Two years down and more to go
For 2 years now, I have worked as a Sailing Instructor at Barefoot Offshore Sailing School – who would have thought it – after a 25 year career as a clothing designer/manufacturer and mother of 4 grown sprogs that I would be doing this 10 years later.
Well perhaps I did have an inkling of it when I first took sailing lessons 17 years ago – and got well and truly hooked. No different from most of the students I teach here in St. Vincent and the Grenadines, many of whom cannot believe what they have ventured into when we set sail from the Blue Lagoon on the south shores of St. Vincent (where Barefoot Offshore Sailing School is based) and head across the Bequia Strait on a beam or broad reach to Bequia.
After seeing their nervous reaction to the seas I often laughingly ask them if they know where they are, “Where is this place you’ve chosen to take your sailing lessons?” – blank response – my answer “the Windward Islands” and the look of realization always makes me laugh. And in 6 days these same people are taking the same Bequia Strait upwind back to Barefoot in the Blue Lagoon happily crashing through the waves and loving every minute of it.
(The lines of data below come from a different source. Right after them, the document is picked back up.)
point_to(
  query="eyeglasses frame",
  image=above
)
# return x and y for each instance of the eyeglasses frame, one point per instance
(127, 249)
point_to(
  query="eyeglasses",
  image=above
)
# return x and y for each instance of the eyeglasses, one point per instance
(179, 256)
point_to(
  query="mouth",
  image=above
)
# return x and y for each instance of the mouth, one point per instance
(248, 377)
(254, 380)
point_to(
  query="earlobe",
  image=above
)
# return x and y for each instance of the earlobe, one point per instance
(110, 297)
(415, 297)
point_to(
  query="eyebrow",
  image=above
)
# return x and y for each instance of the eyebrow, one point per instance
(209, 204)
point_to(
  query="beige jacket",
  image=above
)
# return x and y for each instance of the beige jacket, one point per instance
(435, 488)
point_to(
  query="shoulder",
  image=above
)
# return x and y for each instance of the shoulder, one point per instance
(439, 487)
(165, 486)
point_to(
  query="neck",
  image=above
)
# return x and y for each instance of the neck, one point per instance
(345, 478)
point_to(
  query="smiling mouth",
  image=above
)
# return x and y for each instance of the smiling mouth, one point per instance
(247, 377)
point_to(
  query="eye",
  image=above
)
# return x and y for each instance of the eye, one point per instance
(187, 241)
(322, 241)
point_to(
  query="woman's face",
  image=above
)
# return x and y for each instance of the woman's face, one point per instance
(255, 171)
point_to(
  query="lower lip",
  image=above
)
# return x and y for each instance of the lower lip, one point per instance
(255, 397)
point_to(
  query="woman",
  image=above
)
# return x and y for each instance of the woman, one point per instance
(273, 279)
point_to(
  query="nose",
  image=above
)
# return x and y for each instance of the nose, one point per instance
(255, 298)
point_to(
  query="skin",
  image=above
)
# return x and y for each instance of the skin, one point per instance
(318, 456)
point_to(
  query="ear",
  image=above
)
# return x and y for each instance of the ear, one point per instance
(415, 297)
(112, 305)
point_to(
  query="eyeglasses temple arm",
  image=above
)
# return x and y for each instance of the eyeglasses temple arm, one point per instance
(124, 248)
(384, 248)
And they always want to know exactly how high these waves are for the purpose of bragging rights of course.
The American Sailing Association 101 to Bareboat Skipper curriculum we teach here at Barefoot, and the location in which we teach it is the perfect blend of information mixed with hands on experience, and of course FUN.
This live-aboard offshore sailing school travels from the Blue Lagoon to Bequia, to Tobago Cays, Union Island, Petite St. Vincent, Mayreau, Canouan and back. It includes living aboard, which takes a bit of getting used to, but is totally embraced by all of our adventure seekers, and everywhere we go after anchoring we’re in the water, and every location we sail to has fabulous snorkelling. For many students this is the first time they have snorkelled in water that is so clear it feels like you’re flying above eagle rays, turtles, barracudas, moray eels, squid and more, all living in underwater gardens of an infinite variety of corals and sponges.
We prepare food together on board some nights and on others we eat at a couple of really fabulous and reasonable restaurants, but the eating out experience most of my students take away as the best is when Tim cooks them a family style meal in a shack on the beach called “Bolheads”, why bolhead? Because the owner is bald?
And in 6 days many of the students, especially those with some previous sailing experience are confident, competent sailors. And most of the time our small group has become very fond of each other and tears are sometimes shed when we part, and invitations to each other’s homes. There is also much talk about the boats they will buy and my opinion of how to conduct their research etc. That’s when I feel I have done a really good job. They are as hooked as I was. So when I hand over their log books I strongly urge them to take the logging of their sailing time seriously. Who knows, they might want to pay it forward some time in the future.
I’ve just finished teaching my last course this season and am now preparing my boat, MoondancerX – my home, for a leisurely sail down to Grenada where I will leave her for the hurricane season, and then home to Vancouver Island, British Columbia to spend the summer with my children, grand children and friends. Not sure how much sailing I’ll be able to do while I’m there, and I do still love to sail in our Gulf Islands, but as the summer wanes I’ll be thinking of my second home in St. Vincent and the job of a lifetime which I am so lucky to have at this time in my life – a combination of all that I love to do – Sail, Snorkel, Dive, and teach while I introduce people from all walks of life to what I have learned and what I hope they would also love to.
So I’ll be back for my third year with Barefoot Offshore Sailing School in the fabulous Windward Islands – St. Vincent and the Grenadines, where I know I will meet with past students who are coming back for more, and for the new recruits whose expressions always make me chuckle when we head out of the Blue Lagoon, sailing across the Bequia Strait on their first foray.